The hyperluminous quasar APM 08279+5255 was, when discovered in 1998, given an absolute magnitude of −32.2, although high resolution imaging with the Hubble Space Telescope and the 10 m Keck Telescope revealed that this system is gravitationally lensed. A study of the gravitational lensing in this system suggests that it has been magnified by a factor of ~10. It is still substantially more luminous than nearby quasars such as 3C 273.

Quasars were much more common in the early universe. This discovery by Maarten Schmidt in 1967 was early strong evidence against the Steady State cosmology of Fred Hoyle, and in favor of the Big Bang cosmology. Quasars show where massive black holes are growing rapidly (via accretion). These black holes grow in step with the mass of stars in their host galaxy in a way not understood at present. One idea is that the jets, radiation and winds from quasars shut down the formation of new stars in the host galaxy, a process called 'feedback'. The jets that produce strong radio emission in some quasars at the centers of clusters of galaxies are known to have enough power to prevent the hot gas in these clusters from cooling and falling down onto the central galaxy.

Quasars are found to vary in luminosity on a variety of time scales. Some vary in brightness every few months, weeks, days, or hours. This means that quasars generate and emit their energy from a very small region, since each part of the quasar would have to be in contact with other parts on such a time scale to coordinate the luminosity variations. As such, a quasar varying on the time scale of a few weeks cannot be larger than a few light-weeks across. The emission of large amounts of power from a small region requires a power source far more efficient than the nuclear fusion that powers stars. The release of gravitational energy by matter falling towards a massive black hole is the only process known that can produce such high power continuously. Stellar explosions – supernovas and gamma-ray bursts – can do so, but only for a few weeks. Black holes were considered too exotic by some astronomers in the 1960s, and they suggested that the redshifts arose from some other (unknown) process, so that the quasars were not really so distant as the Hubble law implied. This 'redshift controversy' lasted for many years. Many lines of evidence (seeing host galaxies, finding 'intervening' absorption lines, gravitational lensing) now demonstrate that the quasar redshifts are due to the Hubble expansion, and quasars are as powerful as first thought.

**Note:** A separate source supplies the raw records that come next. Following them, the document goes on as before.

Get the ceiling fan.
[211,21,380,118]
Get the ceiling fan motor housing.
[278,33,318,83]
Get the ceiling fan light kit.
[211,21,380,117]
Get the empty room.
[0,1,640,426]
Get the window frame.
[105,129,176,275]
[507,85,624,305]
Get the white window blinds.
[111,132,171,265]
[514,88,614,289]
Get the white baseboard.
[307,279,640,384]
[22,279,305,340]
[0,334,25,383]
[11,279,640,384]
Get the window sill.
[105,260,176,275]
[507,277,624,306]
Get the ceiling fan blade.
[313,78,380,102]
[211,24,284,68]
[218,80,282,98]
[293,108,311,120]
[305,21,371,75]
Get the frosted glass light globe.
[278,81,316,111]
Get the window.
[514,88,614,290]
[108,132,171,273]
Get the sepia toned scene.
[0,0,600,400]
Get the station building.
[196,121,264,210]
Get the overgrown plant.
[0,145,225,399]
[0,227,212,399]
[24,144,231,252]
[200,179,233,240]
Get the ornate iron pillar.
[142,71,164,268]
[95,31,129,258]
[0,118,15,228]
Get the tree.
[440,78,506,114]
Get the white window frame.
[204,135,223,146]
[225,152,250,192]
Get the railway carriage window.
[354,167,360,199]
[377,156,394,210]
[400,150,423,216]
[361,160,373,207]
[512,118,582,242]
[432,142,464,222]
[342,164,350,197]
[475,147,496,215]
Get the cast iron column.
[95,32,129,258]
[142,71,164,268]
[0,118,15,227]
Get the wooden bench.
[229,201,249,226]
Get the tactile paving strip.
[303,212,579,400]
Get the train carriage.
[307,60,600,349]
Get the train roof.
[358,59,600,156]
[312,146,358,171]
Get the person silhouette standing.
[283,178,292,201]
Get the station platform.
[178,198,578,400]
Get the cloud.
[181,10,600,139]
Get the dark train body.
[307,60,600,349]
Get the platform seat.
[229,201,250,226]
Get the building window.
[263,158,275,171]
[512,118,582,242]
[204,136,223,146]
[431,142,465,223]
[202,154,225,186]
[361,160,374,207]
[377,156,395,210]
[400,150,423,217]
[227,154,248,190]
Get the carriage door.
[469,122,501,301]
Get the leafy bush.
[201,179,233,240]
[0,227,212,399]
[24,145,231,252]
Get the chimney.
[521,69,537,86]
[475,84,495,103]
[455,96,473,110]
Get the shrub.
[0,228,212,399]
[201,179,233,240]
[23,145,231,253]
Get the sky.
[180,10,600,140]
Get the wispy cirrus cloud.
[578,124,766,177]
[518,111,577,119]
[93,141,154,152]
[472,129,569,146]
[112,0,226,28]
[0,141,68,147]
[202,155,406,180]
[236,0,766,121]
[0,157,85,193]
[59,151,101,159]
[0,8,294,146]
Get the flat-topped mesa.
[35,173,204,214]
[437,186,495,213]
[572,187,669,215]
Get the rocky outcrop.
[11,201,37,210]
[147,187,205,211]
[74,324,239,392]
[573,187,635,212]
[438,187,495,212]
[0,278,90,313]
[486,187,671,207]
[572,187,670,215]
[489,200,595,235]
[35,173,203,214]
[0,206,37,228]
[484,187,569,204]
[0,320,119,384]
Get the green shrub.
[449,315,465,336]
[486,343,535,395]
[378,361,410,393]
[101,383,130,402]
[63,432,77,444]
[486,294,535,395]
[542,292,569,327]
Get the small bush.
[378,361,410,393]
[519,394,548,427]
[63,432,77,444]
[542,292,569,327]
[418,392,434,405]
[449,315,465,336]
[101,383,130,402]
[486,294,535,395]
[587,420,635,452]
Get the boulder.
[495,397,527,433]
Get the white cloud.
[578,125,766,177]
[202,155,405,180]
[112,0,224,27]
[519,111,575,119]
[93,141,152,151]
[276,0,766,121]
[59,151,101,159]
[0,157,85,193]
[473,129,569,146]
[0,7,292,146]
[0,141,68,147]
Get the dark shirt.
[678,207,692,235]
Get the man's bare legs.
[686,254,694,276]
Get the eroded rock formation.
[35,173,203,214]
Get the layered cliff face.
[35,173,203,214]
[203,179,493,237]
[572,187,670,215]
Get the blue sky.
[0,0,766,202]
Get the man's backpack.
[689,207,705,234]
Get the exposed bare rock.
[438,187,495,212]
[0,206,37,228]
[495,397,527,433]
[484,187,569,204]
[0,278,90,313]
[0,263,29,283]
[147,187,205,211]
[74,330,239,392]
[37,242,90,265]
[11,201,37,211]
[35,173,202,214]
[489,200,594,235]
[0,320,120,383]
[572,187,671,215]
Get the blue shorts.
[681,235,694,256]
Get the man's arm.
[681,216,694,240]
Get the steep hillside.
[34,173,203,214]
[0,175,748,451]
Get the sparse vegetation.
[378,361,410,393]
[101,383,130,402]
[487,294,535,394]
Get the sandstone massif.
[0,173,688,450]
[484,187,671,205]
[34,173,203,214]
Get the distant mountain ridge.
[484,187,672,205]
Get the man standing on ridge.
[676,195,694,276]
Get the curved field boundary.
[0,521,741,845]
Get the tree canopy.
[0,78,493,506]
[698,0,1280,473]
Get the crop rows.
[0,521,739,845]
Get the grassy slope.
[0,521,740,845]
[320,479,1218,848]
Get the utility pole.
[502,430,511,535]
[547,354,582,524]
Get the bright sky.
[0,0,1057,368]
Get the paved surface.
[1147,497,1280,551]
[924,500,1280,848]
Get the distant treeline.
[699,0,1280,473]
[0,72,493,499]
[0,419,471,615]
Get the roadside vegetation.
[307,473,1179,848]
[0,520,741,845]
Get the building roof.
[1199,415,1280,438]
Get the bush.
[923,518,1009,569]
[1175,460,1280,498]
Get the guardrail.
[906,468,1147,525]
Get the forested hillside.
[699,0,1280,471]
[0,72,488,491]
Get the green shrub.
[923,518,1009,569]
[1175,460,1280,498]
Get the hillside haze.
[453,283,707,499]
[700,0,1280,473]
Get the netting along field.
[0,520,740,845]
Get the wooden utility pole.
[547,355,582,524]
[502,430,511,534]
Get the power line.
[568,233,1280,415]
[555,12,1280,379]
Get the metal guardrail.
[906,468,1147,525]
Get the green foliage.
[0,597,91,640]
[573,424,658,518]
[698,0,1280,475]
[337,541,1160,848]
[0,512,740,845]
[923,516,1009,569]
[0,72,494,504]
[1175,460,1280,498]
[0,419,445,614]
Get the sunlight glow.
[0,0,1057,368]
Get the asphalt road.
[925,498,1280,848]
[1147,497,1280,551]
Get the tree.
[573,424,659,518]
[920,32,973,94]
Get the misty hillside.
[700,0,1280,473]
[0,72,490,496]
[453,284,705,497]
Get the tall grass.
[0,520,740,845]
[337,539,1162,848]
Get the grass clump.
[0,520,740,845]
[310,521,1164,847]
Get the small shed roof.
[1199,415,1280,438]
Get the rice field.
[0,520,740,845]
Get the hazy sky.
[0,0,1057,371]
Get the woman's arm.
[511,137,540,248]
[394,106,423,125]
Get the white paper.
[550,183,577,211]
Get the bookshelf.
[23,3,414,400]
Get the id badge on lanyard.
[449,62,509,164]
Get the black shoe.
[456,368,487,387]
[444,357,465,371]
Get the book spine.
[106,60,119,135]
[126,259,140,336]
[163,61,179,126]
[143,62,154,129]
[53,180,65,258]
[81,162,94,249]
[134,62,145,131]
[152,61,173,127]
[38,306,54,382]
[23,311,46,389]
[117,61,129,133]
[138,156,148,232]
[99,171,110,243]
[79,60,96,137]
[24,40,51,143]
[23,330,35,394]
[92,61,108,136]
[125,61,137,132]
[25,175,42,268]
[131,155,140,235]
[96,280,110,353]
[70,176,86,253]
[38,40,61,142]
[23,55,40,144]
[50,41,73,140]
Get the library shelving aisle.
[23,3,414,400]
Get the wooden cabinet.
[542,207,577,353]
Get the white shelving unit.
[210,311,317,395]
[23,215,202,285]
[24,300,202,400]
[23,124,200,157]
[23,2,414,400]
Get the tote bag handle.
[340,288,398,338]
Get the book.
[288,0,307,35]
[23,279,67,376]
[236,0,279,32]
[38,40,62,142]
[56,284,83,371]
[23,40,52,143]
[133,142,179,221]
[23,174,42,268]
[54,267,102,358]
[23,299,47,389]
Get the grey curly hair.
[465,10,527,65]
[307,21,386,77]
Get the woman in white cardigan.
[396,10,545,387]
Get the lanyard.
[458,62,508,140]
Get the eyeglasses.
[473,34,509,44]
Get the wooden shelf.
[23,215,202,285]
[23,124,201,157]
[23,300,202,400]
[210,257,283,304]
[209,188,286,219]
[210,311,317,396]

Quasars have all the same properties as active galaxies, but are more powerful: their radiation is partially 'nonthermal' (i.e., not due to a black body), and approximately 10 percent are observed to also have jets and lobes like those of radio galaxies that also carry significant (but poorly known) amounts of energy in the form of high energy (i.e., rapidly moving, close to the speed of light) particles (either electrons and protons or electrons and positrons). Quasars can be detected over the entire observable electromagnetic spectrum including radio, infrared, optical, ultraviolet, X-ray and even gamma rays. Most quasars are brightest in their rest-frame near-ultraviolet (near the 1216 angstrom (121.6 nm) Lyman-alpha emission line of hydrogen), but due to the tremendous redshifts of these sources, that peak luminosity has been observed as far to the red as 9000 angstroms (900 nm or 0.9 µm), in the near infrared. A minority of quasars show strong radio emission, which originates from jets of matter moving close to the speed of light. When looked at down the jet, these appear as a blazar and often have regions that appear to move away from the center faster than the speed of light (superluminal expansion). This is an optical illusion due to the properties of special relativity.

Quasar redshifts are measured from the strong spectral lines that dominate their optical and ultraviolet spectra. These lines are brighter than the continuous spectrum, so they are called 'emission' lines. They have widths of several percent of the speed of light. These widths are due to Doppler shifts caused by the high speeds of the gas emitting the lines. Fast motions strongly indicate a large mass. Emission lines of hydrogen (mainly of the Lyman series and Balmer series), helium, carbon, magnesium, iron and oxygen are the brightest lines. The atoms emitting these lines range from neutral to highly ionized, i.e., many of the electrons are stripped off the ion, leaving it highly charged. This wide range of ionization shows that the gas is highly irradiated by the quasar, not merely hot, and not by stars, which cannot produce such a wide range of ionization.

Iron quasars show strong emission lines resulting from low ionization iron (FeII), such as IRAS 18508-7815.